Within each of those 14 language groups, Facebook then identified one to three “bridge languages” for each one to serve as the basis of its translations into different language groups.
“We then mined parallel training data for all possible combinations of these bridge languages,” Fan said. “Using this technique, our training dataset ended up with 7.5 billion parallel sentences of data, corresponding to 2,200 directions. Since the mined data can be used to train two directions of a given language pair (e.g. en->fr and fr->en), our mining strategy helps us effectively sparsely mine to best cover all 100×100 (a total of 9,900) directions in one model.”
Fan’s team also used a technique known as “back translation” to create synthetic data to the supplement the already mined parallel data.

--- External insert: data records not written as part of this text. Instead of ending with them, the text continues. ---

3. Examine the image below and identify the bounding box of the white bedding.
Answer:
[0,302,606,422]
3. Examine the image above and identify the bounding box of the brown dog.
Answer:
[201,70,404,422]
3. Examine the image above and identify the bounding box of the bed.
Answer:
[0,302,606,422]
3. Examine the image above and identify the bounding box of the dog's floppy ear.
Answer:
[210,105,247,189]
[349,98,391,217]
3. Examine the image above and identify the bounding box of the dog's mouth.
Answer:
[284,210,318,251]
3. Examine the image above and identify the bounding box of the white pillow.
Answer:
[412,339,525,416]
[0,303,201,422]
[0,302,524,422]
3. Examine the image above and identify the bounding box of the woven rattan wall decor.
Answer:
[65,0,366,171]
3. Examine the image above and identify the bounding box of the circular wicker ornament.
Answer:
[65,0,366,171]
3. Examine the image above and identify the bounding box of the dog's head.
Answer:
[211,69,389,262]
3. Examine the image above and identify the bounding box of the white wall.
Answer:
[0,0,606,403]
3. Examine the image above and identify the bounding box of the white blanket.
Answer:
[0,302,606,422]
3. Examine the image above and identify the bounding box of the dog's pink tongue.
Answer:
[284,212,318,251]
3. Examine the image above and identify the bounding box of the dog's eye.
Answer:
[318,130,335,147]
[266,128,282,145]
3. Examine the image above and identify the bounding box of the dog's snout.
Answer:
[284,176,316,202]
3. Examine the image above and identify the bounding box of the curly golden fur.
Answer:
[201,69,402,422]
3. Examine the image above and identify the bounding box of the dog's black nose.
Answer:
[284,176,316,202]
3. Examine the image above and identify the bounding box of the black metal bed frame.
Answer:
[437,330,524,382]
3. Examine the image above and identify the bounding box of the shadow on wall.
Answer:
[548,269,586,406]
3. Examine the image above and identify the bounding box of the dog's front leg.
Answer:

“Overall, the combination of our bridge strategy and back translated data improved performance on the 100 back translated directions by 1.7 BLEU on average compared to training on mined data alone,” Fan said. “With a more robust, efficient, and high-quality training set, we were well-equipped with a strong foundation for building and scaling our many-to-many model.”
Fan said the finished M2M-100 model is able to translate with much greater accuracy than the existing English-centric multilingual models that Facebook currently uses, outperforming those systems by 10 points on the widely used BLEU metric scale used to evaluate machine translations. Facebook ultimately wants to replace those models with M2M-100 in order to improve the quality of translations for its millions of users that speak low-resource languages.
“We’ll continue to improve our model by incorporating such cutting-edge research, exploring ways to deploy MT systems responsibly, and creating more specialized computation architectures necessary to bring this to production,” Fan said.